Here’s Where We Cry ‘Uncle’ On The Meaning of ‘Affordable’

night time scene of narrow canal in Bruges
An alley canal in Bruges, Belgium. Alley or canal? Undecided, the photographer cries 'uncle'.

Just 10 months ago — a time when we were so young and naive, foolishly believing we could keep abreast of the term ‘affordable.’ See: Affordable Housing: What’s In A Definition?

Back then, we believed that ‘affordable’ definitions multiplied by coupling, in which a bright young personal salary range hooked up with winsome housing construction type and cost, spawning a new ‘affordability’ definition that lived on in rigid, unchanging conformity for eons. Or a year or two at least. Now we realize that ‘affordable’ definitions multiply like mutating bacteria. Only faster.

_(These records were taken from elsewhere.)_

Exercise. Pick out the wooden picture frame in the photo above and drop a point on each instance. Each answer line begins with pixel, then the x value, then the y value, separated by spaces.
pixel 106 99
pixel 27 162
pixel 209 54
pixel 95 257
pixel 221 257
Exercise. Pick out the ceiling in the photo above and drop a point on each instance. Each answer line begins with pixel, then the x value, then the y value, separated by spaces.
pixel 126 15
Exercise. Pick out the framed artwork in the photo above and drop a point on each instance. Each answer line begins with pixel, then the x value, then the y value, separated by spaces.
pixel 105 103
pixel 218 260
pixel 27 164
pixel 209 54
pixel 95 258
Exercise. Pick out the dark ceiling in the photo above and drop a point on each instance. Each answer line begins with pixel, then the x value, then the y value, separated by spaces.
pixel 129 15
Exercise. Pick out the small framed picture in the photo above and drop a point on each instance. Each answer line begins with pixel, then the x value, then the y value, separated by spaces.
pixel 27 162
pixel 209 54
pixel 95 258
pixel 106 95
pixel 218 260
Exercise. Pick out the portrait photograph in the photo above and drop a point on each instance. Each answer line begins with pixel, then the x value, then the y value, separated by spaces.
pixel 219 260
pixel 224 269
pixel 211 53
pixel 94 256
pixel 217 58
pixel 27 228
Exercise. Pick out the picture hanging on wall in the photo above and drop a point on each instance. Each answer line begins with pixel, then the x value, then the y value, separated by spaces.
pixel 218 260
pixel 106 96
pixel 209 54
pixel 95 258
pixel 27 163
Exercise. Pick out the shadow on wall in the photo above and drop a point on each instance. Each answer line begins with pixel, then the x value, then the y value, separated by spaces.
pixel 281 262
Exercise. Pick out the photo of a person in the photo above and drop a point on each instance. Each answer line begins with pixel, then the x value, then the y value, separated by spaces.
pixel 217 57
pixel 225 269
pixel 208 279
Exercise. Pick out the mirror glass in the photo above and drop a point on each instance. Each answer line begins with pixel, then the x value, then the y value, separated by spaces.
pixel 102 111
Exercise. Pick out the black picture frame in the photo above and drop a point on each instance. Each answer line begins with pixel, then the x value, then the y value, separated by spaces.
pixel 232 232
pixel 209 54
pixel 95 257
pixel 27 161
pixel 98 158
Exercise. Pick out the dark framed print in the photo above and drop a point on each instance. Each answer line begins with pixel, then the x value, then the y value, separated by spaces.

Our new understanding of everybody else’s ‘affordable’ is as follows:

It is at any given moment . . .

  1. Whatever you think it is
  2. Whatever you say it is
  3. Whatever the other person says it is

. . . in descending order of reliability.

For more on the subject, see if you can work your way through this article in MyLondon: A Guide For Londoners Confused By The Many Different Types Of Affordable Housing

In defence against this insanity, we recommend going back to the single standard definition of affordability still in use by some quaint folk: shelter which costs no more than 30% of gross income.

Unfortunately, under this definition probably 75% to 90% of so called affordable housing is in fact not affordable. So let them (whoever they are) come up with another name for the housing, such as attainable, achievable, amenable, amenable, whatever.1

As far as we’re concerned, the definition of ‘affordable’ is single, specific . . . and taken.

Ha! So there.


  1. For some of our thoughts on these names, see: Why Settle For Affordable Housing When Achievable Or Attainable Housing Is Available?